Alticchiero, par Mme J.W.C.D. R. Genève, 1781?

Cet ouvrage est la description détaillée de la villa appartenant au sénateur Quirini, et fut adressé en manuscrit à M. Huber, de Genève (ami de Voltaire), qui le fit imprimer à ses frais à un très petit nombre d'exemplaires. En 1787, Quirini en tira une nouvelle édition avec un très grand nombre de planches et une épître dédicatoire signée par le comte Benincasa: Padoue, gr. in-4° de 5 ff. et 80 pp. de texte, avec un plan et 29 planches (British Museum).

Nous empruntons au baron Ernouf la description de cette originale demeure: «Moins somptueuse que ses orgueilleuses voisines, les villas Pisani, Foscarini, etc., Alticchiero avait néanmoins son cachet et sa réputation à part. Une partie du domaine était consacrée à des expériences agronomiques; les jardins étaient dessinés à la française, suivant le goût alors dominant; mais l'agréable y était partout sacrifié à l'utile avec une affection systématique et parfois originale. Les bosquets, les massifs, les avenues étaient exclusivement composés de beaux arbres fruitiers de toute espèce, et symétriquement décorés de statues des divinités du paganisme, de bustes de grands hommes anciens et modernes, notamment ceux de Voltaire et J.-J. Rousseau. On rencontrait là Hercule et Vénus dans un massif d'orangers, Mars de garde au milieu d'un carré de pastèques, et un autel dédié aux Furies, au rond-point d'une belle treille formant labyrinthe. Cette propriété si classiquement décorée avait encore une qualité qui passerait aujourd'hui pour un défaut aux yeux de bien des gens: tout y était aussi uni, aussi plat que régulier. Aucun mouvement de terrain, aucune inégalité malséante, même à l'horizon, n'y altérait l'harmonie et la précision des lignes.»

Du séjour des comtes du Nord à Venise en janvier 1782. Venise, 1783.

Lettre de la comtesse de Rosenberg à son frère Richard Wynne sur les voyages du grand-duc héritier de Russie, Paul Pétrovitch (depuis Paul Ier), et la princesse de Wurtemberg, sa seconde femme. Comme l'ouvrage précédent, cet opuscule est sans valeur littéraire.

Pièces morales et sentimentales de Mme J. W., C-T-SS de R-S-G, écrites d'une campagne sur les rivages de la Brenta dans l'État vénitien. Londres, J. Robson, 1785.
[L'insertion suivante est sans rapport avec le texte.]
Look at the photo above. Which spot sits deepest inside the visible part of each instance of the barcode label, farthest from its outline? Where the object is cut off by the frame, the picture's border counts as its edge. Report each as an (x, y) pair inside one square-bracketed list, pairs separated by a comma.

On remarque, parmi ces pièces, surtout la Nouvelle vénitienne plébéienne, placée à la fin du recueil, où l'auteur trace un tableau curieux des costumes et de la physionomie des gondoliers de Venise, encore originaux et pittoresques dans ce temps-là. Mme Wynne se révolte contre la civilisation moderne: «À force de communiquer ensemble, disait-elle, les hommes finissent par se ressembler tous parce qu'ils substituent indistinctement aux caractères nationaux, des manières et des idées de convention générale, ce qui efface la physionomie des nations.» Cette Nouvelle plébéienne fut traduite en italien et publiée en 1786, à Venise, sous le titre Il Trionfo de' Gondolieri.

Il existe aussi une édition anglaise de ce recueil, publiée à la même époque à Londres, en deux volumes, sous le titre des Moral and sentimental Essays.

Les Morlaques, Venise, 1788, dont on va parler plus loin.

5º Une chronique scandaleuse de la société vénitienne de la seconde moitié du XVIIIe siècle, qui est restée inédite[70].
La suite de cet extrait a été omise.